Tuesday, July 19, 2016

Gradle with "Service Provider" Pattern

I've started dusting off my old littleware project over the last month or so on a "dev" branch in github. As part of the cleanup I'm moving littleware from its old ANT-IVY build system to Gradle. When I started with ant-ivy it was a great alternative to Maven, and allowed me to extend the build setup put in place by a Netbeans IDE's project with transitive dependencies, jenkins integration, scala support - all that great stuff. The problem is that the ant-ivy setup is idiosyncratic, and Gradle and SBT are well designed, widely used systems. I wound up going with Gradle, because I've read a lot of good things about it, and I want to become more familiar with it, and I had used SBT a little in the past, and found SBT's DSL annoying and its extension mechanisms inscrutable, and of course Google is using Gradle to build Android, ...
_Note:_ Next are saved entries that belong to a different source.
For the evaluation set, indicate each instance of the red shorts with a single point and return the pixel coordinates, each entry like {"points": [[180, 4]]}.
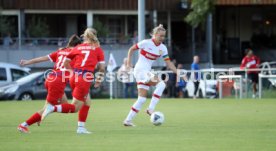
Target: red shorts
{"points": [[55, 89], [80, 87]]}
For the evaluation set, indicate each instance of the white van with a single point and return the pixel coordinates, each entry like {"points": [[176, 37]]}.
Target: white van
{"points": [[11, 72]]}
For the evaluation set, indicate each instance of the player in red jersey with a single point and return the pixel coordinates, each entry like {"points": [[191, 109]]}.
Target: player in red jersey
{"points": [[55, 84], [87, 56], [250, 61]]}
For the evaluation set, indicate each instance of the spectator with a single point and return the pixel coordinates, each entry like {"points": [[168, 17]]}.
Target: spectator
{"points": [[195, 74], [181, 85], [128, 84], [250, 61], [135, 38], [7, 41]]}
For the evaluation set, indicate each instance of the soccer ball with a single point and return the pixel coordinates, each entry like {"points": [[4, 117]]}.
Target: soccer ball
{"points": [[157, 118]]}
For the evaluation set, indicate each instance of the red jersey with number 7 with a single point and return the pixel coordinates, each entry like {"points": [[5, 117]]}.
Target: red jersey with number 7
{"points": [[86, 56], [58, 57]]}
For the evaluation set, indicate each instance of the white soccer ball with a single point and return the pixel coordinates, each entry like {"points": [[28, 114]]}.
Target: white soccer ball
{"points": [[157, 118]]}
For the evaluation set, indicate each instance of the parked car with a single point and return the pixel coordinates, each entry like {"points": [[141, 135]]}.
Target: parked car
{"points": [[10, 72], [208, 87], [27, 88]]}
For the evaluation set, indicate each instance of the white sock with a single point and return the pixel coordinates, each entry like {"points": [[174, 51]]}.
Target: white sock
{"points": [[136, 108], [24, 124], [160, 87], [81, 124]]}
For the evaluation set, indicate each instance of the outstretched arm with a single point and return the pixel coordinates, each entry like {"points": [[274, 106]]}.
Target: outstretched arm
{"points": [[33, 61]]}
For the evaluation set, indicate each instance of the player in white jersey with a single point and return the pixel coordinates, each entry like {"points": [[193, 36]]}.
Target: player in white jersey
{"points": [[150, 50]]}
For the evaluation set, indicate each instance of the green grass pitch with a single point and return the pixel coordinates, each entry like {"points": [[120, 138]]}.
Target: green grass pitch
{"points": [[190, 125]]}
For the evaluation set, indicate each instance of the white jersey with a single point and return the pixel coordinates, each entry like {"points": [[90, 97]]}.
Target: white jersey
{"points": [[148, 53]]}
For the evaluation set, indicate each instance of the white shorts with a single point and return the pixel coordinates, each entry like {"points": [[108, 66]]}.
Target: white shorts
{"points": [[142, 77]]}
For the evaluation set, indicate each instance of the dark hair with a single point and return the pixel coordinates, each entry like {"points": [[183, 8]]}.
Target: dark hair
{"points": [[74, 40]]}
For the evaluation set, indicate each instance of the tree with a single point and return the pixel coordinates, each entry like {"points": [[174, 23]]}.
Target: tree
{"points": [[6, 25], [38, 27], [102, 30], [199, 11]]}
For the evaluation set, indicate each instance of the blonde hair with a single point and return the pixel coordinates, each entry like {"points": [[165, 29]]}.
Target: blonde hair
{"points": [[157, 29], [90, 35]]}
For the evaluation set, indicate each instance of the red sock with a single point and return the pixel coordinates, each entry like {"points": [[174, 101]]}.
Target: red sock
{"points": [[68, 108], [83, 113], [33, 119]]}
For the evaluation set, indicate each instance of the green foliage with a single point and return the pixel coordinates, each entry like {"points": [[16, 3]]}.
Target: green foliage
{"points": [[38, 27], [200, 11], [102, 30]]}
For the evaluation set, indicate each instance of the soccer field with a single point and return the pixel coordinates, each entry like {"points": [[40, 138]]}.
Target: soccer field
{"points": [[204, 125]]}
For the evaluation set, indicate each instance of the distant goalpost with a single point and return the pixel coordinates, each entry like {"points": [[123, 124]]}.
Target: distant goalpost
{"points": [[262, 76]]}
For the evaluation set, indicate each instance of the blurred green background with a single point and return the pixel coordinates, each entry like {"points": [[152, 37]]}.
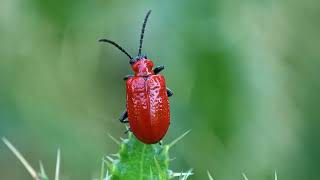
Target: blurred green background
{"points": [[245, 76]]}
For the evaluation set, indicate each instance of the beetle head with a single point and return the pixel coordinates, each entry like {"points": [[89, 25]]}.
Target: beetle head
{"points": [[142, 66]]}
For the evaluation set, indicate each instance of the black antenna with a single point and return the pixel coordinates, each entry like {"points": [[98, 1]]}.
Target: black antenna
{"points": [[116, 45], [142, 32]]}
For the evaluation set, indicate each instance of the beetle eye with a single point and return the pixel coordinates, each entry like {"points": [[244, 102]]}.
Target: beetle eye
{"points": [[132, 61]]}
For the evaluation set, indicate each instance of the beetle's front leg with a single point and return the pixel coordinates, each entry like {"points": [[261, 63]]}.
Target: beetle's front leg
{"points": [[158, 69], [127, 77], [169, 92], [123, 117]]}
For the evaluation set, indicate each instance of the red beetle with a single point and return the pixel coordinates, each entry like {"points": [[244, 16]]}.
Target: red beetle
{"points": [[147, 97]]}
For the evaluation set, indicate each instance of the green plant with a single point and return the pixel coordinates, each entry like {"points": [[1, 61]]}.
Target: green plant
{"points": [[136, 160]]}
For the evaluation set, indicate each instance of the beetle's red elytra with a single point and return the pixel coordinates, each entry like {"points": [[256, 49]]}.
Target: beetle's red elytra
{"points": [[148, 109]]}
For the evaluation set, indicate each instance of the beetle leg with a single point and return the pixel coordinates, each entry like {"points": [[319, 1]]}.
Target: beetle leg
{"points": [[158, 69], [127, 77], [123, 117], [169, 92]]}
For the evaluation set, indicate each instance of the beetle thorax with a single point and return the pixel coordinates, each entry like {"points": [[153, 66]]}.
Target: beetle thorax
{"points": [[143, 67]]}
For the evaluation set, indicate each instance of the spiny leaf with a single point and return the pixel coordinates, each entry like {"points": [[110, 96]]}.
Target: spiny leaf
{"points": [[244, 176], [178, 139], [25, 163], [42, 174], [209, 175]]}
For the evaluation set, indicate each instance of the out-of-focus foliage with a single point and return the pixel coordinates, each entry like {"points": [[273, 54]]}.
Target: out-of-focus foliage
{"points": [[245, 76]]}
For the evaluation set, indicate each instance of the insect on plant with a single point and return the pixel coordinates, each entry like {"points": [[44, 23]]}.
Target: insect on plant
{"points": [[148, 110]]}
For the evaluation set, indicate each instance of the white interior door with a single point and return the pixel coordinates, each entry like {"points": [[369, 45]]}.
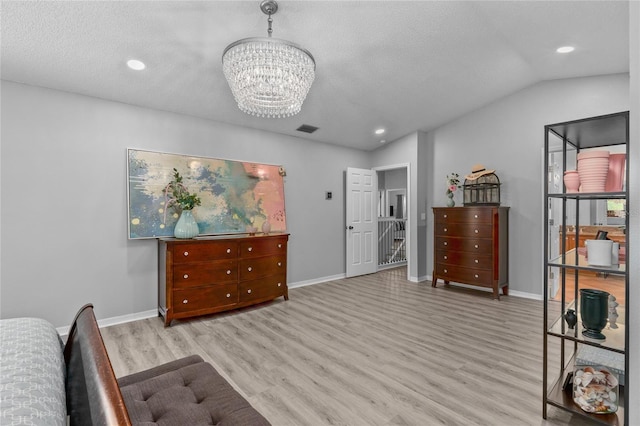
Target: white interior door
{"points": [[361, 221]]}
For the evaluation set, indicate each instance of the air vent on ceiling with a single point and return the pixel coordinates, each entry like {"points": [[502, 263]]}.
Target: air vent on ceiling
{"points": [[306, 128]]}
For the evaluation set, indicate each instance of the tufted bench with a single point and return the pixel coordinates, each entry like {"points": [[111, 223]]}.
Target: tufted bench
{"points": [[187, 391]]}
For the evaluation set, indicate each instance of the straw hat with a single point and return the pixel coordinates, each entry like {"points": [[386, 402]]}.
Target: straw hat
{"points": [[477, 171]]}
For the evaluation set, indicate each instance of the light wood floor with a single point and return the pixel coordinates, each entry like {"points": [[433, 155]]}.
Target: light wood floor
{"points": [[371, 350]]}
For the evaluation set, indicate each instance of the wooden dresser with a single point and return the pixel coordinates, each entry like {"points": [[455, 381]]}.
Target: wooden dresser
{"points": [[208, 275], [471, 246]]}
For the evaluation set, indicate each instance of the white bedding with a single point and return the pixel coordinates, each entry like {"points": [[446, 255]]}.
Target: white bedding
{"points": [[32, 373]]}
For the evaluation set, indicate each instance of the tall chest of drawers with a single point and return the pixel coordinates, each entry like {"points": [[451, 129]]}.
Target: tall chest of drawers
{"points": [[209, 275], [471, 246]]}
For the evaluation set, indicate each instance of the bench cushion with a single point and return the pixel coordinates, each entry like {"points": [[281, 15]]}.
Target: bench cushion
{"points": [[188, 391]]}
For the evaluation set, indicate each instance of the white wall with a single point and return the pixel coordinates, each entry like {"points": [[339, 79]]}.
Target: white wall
{"points": [[64, 234], [508, 136]]}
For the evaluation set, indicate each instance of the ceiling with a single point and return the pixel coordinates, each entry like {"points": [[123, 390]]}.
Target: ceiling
{"points": [[401, 65]]}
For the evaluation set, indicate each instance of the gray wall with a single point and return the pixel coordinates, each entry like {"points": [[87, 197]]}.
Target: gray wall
{"points": [[508, 136], [633, 375], [64, 234]]}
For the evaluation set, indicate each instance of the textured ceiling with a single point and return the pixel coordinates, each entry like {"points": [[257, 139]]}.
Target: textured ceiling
{"points": [[405, 66]]}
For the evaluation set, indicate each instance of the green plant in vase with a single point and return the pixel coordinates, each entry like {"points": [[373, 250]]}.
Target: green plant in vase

Anyway - like I said, I'm dusting off the code, and trying to remember what the hell I was thinking with some of it, but so far the Gradle integration has gone well. One of the issues I'm dealing with is the IVY-centric mechanism littleware had setup to pull in optional run-time dependencies. With Gradle the default behavior of the java plugin is to include all compile-time dependencies at run-time - which is what most people expect. Littleware's ant-ivy setup excluded optional dependencies (like mysql-connector versus postgresql - something like that), and included add-on IVY configurations like "with_mysql", "with_postgres", "with_aws", ... that kind of thing, so a client project would have a dependency specification something like this:

<dependency org="littleware" name="littelware" ... conf="compile->compile;runtime->runtime,with_mysql" />

Of course nobody else works like that, so in the interest of clarity and doing what people expect - I'm going to try to rework things, so that littleware's base jar asset includes service provider interfaces (SPI's), that add-on modules implement, so a client that wants to hook up littleware's ability to wire in a MySQL DataSource to a Guice injector would add a dependency to the 'littleware_mysql_module' to their build - something like that. The Jackson JSON parser implements a module system like this, and the SPI pattern is all over java-EE (JDBC, Servlets, whatever); it's a good and widely understood pattern. We'll see how it goes.

Sunday, June 12, 2016

Decouple UX and Services API's in Single Page Apps

An old-school PHP, Struts, JSF, Rails what have you webapp was deployed with a strong binding between the application's UX and backend services. A typical "3 tier" application would involve some kind of server-side MVC framework for generating HTML, and some business objects that would manage the storage and interpretation of data stored in a SQL database, and that was often the whole shebang.

UX in a modern single page application (SPA) is implemented in javascript that accesses backend microservices via AJAX calls to REST API's. Unfortunately there is still a tendency in many projects to combine the web UX with a backend service in a single project - maybe implement an old-school server-side login flow, then dynamically generate an HTML shell that defines the authenticated context in some javascript variables, and a call to the javascript app's bootstrap routine. I am not a fan of this way of structuring an application.

I like the "app shell" approach to structuring a SPA - where the web UX is its own separate project - a UI application that accesses backend micro-services. There are various advantages to this approach, but the immediate benefit is that it simplifies the UX team's life - they can use whatever tools they want (gulp, less, typescript, bower, jslint, ...), develop locally with a simple nodejs+express server and maybe some docker containers providing backend services. The developers can focus on UX and design, and do not have to deal with whatever backend technology might be in use (play, maven, tomcat, rails, whatever, ...). The app-shell development process closely resembles the dev process for a native Android or iOS app.